Oireachtas Joint and Select Committees

Wednesday, 18 November 2015

Committee on Finance, Public Expenditure and Reform: Select Sub-Committee on Finance

Finance Bill 2015: Committee Stage (Resumed)

11:00 am

Photo of Michael McGrathMichael McGrath (Cork South Central, Fianna Fail) | Oireachtas source

There is a logic to what the Minister is doing. I agree that people have some flexibility and an opportunity to reduce the level of stamp duty they are paying but this has to be viewed alongside the actual bank charges because these are Government charges. Bank charges are a different animal. The present bank charges can be very significant. I have checked AIB as a case in point - it charges 35 cent for an ATM withdrawal, 20 cent for each debit card purchase, something the Minister is encouraging in the drive for an cashless society, combined debit card purchase with cash back, 20 cent and any staff assisted transaction, 39 cent. These are the sample charges of one individual bank. The Minister's policy is fine but it needs to be consistent with what the banks are doing in practice because the amount the customer is paying is the Government stamp duty plus the actual bank charges.

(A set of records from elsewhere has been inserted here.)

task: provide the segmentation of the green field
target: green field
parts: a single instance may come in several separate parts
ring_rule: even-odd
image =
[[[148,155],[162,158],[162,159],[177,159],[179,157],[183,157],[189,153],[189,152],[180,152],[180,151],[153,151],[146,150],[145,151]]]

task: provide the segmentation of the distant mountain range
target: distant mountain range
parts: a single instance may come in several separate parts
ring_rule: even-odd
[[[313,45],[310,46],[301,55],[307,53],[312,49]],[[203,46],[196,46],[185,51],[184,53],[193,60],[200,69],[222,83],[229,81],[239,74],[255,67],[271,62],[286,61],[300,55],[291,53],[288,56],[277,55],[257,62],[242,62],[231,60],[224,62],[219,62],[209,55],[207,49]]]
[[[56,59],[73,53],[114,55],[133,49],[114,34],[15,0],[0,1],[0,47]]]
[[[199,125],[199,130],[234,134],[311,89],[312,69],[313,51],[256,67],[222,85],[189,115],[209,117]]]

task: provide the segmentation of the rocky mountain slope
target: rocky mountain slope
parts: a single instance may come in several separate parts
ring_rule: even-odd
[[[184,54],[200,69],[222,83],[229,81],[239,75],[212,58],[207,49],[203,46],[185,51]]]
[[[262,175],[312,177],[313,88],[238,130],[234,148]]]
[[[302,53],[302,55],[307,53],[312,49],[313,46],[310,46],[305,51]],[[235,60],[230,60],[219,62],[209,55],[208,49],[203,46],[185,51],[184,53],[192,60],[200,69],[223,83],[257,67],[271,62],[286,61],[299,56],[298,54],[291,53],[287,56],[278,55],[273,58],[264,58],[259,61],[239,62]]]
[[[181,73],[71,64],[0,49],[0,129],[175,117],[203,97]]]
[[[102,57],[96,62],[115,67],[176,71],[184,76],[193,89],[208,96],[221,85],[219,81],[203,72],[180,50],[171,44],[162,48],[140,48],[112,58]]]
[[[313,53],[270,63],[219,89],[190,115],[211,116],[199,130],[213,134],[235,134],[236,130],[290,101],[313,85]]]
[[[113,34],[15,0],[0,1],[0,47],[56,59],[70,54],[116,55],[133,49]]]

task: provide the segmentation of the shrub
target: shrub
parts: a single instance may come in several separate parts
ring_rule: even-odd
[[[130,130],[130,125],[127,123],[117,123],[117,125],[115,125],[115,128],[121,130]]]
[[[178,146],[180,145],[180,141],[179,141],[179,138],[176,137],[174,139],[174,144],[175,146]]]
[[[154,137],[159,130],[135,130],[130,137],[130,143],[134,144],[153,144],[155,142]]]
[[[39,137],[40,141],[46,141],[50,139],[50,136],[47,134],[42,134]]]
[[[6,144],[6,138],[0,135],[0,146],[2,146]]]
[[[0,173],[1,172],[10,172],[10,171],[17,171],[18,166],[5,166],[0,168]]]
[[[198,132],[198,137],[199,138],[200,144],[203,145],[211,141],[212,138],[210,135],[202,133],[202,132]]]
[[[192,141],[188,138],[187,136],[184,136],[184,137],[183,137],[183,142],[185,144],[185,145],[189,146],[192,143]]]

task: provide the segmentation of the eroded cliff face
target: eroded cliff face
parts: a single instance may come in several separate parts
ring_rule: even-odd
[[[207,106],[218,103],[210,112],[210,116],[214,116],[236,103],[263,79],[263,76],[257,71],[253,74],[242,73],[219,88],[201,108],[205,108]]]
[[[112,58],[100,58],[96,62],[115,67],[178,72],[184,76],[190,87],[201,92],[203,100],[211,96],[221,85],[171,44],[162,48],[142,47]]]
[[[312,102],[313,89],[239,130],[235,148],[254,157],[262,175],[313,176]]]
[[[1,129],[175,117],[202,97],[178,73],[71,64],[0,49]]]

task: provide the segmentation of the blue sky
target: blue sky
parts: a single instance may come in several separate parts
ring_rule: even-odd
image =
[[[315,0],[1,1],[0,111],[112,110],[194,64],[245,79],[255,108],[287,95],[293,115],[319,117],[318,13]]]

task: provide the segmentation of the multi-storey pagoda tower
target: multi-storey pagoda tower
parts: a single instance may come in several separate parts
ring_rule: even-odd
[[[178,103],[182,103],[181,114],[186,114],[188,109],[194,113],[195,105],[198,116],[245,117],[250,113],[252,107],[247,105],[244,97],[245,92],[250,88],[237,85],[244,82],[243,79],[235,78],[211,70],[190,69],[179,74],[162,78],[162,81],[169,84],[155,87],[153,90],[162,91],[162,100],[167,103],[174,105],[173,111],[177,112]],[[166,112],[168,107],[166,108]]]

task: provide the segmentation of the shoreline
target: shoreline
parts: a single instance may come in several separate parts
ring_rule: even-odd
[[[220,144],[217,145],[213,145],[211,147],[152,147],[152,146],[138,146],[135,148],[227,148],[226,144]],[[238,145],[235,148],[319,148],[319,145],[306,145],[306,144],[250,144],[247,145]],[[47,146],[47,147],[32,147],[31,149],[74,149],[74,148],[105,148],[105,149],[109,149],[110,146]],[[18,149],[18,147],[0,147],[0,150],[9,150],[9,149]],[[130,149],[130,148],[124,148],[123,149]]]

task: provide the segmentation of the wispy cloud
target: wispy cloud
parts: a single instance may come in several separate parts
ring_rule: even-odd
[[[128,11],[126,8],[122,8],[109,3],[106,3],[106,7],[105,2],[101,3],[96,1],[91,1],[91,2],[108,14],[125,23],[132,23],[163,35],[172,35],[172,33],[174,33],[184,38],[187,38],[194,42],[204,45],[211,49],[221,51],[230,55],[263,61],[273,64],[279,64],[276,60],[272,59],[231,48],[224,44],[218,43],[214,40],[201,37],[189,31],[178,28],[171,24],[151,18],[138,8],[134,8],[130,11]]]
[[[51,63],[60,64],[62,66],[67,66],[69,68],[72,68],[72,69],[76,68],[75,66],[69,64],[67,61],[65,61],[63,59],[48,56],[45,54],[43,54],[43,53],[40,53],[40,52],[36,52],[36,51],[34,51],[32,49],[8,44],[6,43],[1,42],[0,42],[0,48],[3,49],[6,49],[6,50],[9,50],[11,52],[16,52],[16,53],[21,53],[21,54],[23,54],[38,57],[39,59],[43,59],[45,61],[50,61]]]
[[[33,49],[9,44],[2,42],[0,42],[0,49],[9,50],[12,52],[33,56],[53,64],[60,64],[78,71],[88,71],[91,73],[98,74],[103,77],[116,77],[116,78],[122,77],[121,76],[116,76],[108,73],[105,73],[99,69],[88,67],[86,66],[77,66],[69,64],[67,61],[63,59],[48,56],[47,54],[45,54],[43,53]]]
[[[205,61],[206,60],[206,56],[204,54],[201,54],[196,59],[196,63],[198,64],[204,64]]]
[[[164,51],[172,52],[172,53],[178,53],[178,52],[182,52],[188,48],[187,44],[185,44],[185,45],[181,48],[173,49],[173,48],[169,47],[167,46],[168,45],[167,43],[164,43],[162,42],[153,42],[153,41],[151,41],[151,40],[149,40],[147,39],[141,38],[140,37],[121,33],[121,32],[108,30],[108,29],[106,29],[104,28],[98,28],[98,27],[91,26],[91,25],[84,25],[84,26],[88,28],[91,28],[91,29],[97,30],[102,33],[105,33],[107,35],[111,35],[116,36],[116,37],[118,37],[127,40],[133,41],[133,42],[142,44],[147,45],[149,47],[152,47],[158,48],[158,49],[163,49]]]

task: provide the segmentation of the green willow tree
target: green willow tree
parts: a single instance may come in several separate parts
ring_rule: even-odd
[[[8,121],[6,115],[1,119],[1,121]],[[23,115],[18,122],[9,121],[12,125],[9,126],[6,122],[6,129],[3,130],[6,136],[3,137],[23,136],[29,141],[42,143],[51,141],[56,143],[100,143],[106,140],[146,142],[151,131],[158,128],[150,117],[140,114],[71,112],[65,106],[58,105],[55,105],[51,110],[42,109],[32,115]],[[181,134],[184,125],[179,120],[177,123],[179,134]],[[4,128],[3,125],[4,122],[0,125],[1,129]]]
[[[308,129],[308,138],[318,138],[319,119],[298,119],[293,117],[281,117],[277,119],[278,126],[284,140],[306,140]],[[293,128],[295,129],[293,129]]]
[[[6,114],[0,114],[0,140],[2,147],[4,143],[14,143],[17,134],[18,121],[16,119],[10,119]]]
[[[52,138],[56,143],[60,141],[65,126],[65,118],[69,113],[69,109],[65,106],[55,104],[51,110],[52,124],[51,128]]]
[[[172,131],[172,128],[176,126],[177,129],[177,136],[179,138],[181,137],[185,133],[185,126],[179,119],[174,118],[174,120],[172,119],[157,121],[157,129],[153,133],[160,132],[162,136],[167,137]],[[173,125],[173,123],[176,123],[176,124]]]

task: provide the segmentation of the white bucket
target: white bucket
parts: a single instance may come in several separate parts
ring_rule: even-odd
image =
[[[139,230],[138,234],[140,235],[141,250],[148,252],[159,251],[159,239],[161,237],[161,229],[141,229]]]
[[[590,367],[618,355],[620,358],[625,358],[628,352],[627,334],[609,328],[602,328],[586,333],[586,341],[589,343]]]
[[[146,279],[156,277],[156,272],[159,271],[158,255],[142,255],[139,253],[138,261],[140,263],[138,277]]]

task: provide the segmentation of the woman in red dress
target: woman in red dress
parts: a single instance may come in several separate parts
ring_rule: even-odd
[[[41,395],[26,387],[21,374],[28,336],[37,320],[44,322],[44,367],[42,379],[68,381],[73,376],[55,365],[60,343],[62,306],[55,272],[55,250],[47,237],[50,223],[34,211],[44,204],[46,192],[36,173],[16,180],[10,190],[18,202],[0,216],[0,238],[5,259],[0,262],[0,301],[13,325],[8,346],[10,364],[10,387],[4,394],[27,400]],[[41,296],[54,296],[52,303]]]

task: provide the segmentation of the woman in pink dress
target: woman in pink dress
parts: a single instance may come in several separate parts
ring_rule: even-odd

I submit the bank charges are not going in the same direction as the initiatives the Minister is proposing. Has the Central Bank examined this issue? Is it talking to the individual banks? It is true that the staff-assisted transactions incur higher charges than automated transactions but if they did not impose such high charges for each withdrawal or debit card purchase, for example, people might be prepared to hold less cash.